Each station has its own unique design and flavor. It is exciting to go to a station you have never been before, as you have no idea what to expect.
Metro is clearly not designed for tall people. Escalator hand-rail is placed too low and you have to stretch your arm a little bit more. Plus horizontal bars in the metro cars are placed too low, so if you are taller than 190cm, than you run into a risk of hitting your head.
Speaking of the escalator hand-rails, they still haven’t fixed the synchronization problem between the hand-rail and the escalator ladder. The velocity of the hand-rail is slightly faster, so you have to fix the position of your hand now and then. This problem has been there, for as long as I can remember.
The metro network is now equipped with signs in English and transliterations of every station name. Now THAT is an improvement. As a slight overkill the personnel only doors have the “Staff only” text in English. Why? The doors are locked anyway and an English-speaking tourist would hardly have any business going through such a door.
The metro is dug very deep and a trip down the escalator can take quite a bit of time. Interestingly enough, you see many people pass the time while going up or down reading books and newspapers. St. Petersburg truly lives up to its name of a cultural jewel of the North.
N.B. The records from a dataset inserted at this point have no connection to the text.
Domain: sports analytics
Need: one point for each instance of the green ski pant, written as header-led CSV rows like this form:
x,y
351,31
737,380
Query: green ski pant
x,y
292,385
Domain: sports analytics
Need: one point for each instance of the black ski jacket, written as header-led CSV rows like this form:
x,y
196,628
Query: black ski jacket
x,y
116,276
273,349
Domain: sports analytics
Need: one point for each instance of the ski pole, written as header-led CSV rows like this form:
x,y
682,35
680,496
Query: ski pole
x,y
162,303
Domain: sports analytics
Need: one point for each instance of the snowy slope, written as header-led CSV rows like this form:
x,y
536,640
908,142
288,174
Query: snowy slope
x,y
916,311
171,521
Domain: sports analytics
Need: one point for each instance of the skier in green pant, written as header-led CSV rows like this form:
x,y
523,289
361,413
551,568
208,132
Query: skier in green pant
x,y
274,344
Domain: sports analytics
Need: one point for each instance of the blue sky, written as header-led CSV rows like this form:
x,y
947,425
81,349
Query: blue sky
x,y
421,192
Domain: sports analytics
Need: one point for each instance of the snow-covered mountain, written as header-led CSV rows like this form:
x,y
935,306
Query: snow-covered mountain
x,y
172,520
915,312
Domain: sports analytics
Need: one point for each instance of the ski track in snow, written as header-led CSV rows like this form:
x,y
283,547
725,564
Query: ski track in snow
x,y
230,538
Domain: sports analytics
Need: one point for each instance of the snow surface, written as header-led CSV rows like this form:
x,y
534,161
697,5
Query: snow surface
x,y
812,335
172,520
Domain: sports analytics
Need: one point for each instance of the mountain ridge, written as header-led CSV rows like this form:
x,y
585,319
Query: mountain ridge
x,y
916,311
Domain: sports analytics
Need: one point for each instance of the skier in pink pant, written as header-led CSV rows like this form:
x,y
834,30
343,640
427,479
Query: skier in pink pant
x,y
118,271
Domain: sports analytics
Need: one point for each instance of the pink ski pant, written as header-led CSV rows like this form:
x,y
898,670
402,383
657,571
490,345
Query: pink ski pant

You are obliged to free up your seat for any person that looks remotely like they deserve it. This etiquette goes sometimes into Kafkaesque territory. E.g. once a guy around my age took offense of me taking up a seat and told me to free up the seat for a middle-aged women standing a couple of meters away and not even looking into my direction. He gave me evil looks for the rest of the trip, after I declined. If you want to keep your seat, the best way is to get buried in a book or a newspaper.